The two-storey house is built in stone ashlar, with chamfered quoins, cornices, a balustraded parapet, and a hipped roof in slate and lead with a tall chimney stack. The south front has two two-storey canted bay windows with three sash windows between them. The centrally-placed doorway has a Gibbs surround, a fanlight and a pediment and is accessed by stone steps. The extension by Chorley and Connon at the rear has three bays, two pairs of Ionic columns forming a loggia, and a porch in the corner with Tuscan columns, over which is an oriel window.

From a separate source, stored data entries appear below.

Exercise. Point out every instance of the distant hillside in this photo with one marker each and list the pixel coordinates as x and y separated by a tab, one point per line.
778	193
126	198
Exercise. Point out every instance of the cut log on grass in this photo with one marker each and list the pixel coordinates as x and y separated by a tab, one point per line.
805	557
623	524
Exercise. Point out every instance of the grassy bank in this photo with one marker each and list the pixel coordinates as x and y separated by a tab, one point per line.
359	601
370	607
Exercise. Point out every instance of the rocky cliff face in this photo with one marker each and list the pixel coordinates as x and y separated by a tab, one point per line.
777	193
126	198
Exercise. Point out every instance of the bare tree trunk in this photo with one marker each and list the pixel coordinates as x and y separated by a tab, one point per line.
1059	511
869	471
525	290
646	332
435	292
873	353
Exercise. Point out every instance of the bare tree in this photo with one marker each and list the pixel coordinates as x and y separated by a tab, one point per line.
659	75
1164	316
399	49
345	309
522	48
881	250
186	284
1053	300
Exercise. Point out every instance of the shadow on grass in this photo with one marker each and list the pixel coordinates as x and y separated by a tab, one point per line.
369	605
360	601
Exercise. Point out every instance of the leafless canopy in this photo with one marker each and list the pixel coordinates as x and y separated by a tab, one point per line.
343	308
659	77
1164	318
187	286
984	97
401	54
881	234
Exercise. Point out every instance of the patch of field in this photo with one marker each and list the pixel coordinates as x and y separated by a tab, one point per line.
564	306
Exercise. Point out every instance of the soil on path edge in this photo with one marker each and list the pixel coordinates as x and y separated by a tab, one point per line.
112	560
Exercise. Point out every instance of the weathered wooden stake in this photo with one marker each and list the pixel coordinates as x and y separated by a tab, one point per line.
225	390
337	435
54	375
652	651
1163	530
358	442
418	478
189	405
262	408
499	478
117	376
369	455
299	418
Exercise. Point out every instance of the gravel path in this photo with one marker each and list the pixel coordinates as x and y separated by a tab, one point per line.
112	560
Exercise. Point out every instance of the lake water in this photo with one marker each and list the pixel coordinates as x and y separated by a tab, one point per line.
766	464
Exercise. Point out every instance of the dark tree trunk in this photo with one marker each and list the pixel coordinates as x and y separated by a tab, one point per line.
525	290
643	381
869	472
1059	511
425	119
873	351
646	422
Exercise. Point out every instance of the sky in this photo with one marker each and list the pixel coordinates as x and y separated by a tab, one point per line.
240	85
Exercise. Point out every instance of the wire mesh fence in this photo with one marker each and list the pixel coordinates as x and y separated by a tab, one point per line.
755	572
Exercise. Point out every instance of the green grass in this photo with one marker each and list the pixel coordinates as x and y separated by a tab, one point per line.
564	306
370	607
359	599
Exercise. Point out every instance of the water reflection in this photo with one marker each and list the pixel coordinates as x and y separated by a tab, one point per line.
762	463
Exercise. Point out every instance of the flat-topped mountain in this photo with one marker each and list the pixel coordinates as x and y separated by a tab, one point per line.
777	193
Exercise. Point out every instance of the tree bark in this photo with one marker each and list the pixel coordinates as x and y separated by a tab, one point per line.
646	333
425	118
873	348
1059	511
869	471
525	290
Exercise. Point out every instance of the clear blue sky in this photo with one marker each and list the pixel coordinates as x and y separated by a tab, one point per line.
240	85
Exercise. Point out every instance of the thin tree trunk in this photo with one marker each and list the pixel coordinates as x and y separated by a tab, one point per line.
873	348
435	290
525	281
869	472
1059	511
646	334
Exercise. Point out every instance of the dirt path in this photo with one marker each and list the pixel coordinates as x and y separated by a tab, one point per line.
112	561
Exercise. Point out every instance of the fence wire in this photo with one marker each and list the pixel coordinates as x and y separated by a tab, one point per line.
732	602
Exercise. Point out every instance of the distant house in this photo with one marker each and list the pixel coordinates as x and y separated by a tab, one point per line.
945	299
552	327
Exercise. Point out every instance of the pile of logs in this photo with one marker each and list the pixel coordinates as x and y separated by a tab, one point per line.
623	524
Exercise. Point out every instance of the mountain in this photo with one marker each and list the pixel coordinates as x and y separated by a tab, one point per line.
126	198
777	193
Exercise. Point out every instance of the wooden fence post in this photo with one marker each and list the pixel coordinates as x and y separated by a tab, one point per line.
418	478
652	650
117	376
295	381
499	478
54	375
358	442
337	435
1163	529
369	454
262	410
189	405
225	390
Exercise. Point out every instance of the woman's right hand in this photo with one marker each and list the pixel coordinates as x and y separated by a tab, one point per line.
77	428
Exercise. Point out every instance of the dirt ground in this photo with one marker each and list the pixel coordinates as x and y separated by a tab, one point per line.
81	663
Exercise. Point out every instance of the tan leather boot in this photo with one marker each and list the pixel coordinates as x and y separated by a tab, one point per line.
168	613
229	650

The main entrance through the rear loggia has paired panelled doors glazed in stained glass with fruit and butterfly motifs. The entrance hall has mosaic floor and has been partition for flats. The stone cantilevered staircase has a wrought-iron scrolled balustrade and a mahogany handrail. The top-lit stair well retains eight lunette windows, each with stained glass representing foliage, flowers and fruit. On the first floor is the tiled bathroom from 1885. The elaborate faience (glazed architectural terra-cotta) bathroom in Burmantofts Pottery was created for a visit from the Prince of Wales. The bathroom has panelled mahogany doors and a bolection moulded fireplace. The walls are covered with moulded tiles in brown, blue and white, with a dado, moulded rail, scrolled frieze and a dentilled cornice. The ceiling is tiled in a strapwork design and has three diamond-shaped vents. The adjacent toilet is similarly decorated.

Jeremiah Dixon built the bridge over Gledhow Lane to the pleasure gardens in 1768, and the Gledhow ice-house. Dixon planted large scale plantations, introducing Swiss or Aphernously Pine, which became known as the Gledhow Pine.